Scammers are very smart people who have devoted their creativity and time into devising new means and methods of swindling people and taking their hard earned cash. Have this at the back of your mind and be cautious always because we never know the new style or method they have devised. If someone tells you a definitive no right now that scammers can't steal your money using smart contracts, the answer may not still be true tomorrow as a new method may be devised by scammers tomorrow. i hope you understand where i'm coming from, always act with the consciousness that anything is possible with scammers.

[bitmover]

You may also lose money in smartcontracts if someone exploits the smart contract,  not necessarily a scammer

Take a look here. On Sunday (yesterday) the defi Grim lost 30million USD in a hack attack:

The decentralized finance (DeFi) protocol Grim Finance reported $30 million in losses due to a reentrancy exploit of the platform’s deposits.

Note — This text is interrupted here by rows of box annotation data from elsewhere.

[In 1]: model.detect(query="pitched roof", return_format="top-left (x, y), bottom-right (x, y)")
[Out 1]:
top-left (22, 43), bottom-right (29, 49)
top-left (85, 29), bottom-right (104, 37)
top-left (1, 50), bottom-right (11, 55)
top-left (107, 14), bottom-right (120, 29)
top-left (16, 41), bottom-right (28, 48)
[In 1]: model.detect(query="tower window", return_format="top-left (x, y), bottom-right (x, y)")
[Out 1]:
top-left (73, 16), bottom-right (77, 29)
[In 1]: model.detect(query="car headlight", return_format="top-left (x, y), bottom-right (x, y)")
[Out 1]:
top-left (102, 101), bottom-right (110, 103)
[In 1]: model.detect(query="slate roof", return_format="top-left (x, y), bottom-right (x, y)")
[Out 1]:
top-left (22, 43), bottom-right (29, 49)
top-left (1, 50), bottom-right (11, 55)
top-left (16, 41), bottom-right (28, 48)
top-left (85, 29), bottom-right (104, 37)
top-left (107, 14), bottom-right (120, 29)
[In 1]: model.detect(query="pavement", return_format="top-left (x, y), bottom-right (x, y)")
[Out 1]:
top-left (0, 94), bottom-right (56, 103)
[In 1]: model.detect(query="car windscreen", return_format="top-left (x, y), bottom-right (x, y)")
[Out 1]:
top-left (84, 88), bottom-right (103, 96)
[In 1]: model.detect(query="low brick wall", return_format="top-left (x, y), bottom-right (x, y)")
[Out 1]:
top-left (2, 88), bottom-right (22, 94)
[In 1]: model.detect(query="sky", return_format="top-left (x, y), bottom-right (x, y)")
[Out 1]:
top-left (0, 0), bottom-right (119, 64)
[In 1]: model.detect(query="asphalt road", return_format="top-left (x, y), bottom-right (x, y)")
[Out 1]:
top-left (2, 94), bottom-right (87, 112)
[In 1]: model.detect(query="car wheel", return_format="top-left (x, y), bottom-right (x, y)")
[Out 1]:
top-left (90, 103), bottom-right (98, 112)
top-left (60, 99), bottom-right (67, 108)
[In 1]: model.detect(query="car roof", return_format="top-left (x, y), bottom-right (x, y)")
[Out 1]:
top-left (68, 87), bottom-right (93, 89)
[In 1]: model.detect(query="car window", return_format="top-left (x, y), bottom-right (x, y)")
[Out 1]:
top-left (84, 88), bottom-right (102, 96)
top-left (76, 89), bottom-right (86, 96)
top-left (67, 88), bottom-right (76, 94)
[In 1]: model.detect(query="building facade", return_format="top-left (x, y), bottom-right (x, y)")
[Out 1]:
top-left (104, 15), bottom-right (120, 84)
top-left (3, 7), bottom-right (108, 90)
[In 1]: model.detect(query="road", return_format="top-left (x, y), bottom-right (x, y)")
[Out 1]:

Grim Finance officially announced on Saturday that an “external attacker” had exploited the DeFi platform, stealing “over $30 million” worth of cryptocurrencies.

According to Grim Finance, the hack was an “advanced attack,” with the attacker exploiting the protocol’s vault contract through five reentrancy loops, which allowed them to fake five additional deposits into a vault while the platform was processing the first deposit.


https://cointelegraph.com/news/defi-protocol-grim-finance-lost-30m-in-5x-reentrancy-hack

Smartcontracts are dangerous if not properly designed.. you may lose money in those projects.